Драматург Славкин, когда мы с ним говорили о том, что, на мой взгляд, постмодернистское парадигматика уже закончилась, говорил: «Тут вот что-то закончилось, Юхананов говорит, а я даже не понял, когда это началось». Вот этим ощущением советского потребителя и автора культуры, который все время оказывается окружен кончившимися или кончающимися, умирающими процессами, которые он не заметил, когда возникли и начались, особого рода ощущением «хомо советикуса» были окружены я, мои товарищи по андеграунду или по каким-то разным приключениям художественным, связанным в середине 1980 годов. Мы были окружены этим мельканием происходящего, на котором невозможно сфокусироваться.
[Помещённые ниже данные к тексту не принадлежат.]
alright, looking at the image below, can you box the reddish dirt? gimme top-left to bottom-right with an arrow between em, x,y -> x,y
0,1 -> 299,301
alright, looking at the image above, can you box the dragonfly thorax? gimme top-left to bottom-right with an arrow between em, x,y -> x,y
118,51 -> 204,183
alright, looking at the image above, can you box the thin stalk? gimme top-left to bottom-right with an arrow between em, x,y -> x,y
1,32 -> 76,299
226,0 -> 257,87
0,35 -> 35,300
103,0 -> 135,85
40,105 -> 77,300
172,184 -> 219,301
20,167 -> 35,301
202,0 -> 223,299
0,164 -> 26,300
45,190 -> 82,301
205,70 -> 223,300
Это особого рода оптика, которая царила в культуре в момент ее реальной смерти. В имперской, советской культуре она умирала, корчилась, начиная с 1984 года, и эти корчи достигали андеграунда, разных художников, и все это было связано с определенного рода смертью, которая выражалась не просто в смерти самой этой империи, но, уже пережив брежневский декаданс, естественно отмирала. Это была смерть слова, потому что невозможно было употреблять ни одно из употребительных слов, в частности, слово «культура». То есть ты практически оказывался перед вызовом особого рода немоты. Ты должен был употреблять заново слова, но тогда ты должен был ответственно их определять через свои действия, а не просто через дефиниции.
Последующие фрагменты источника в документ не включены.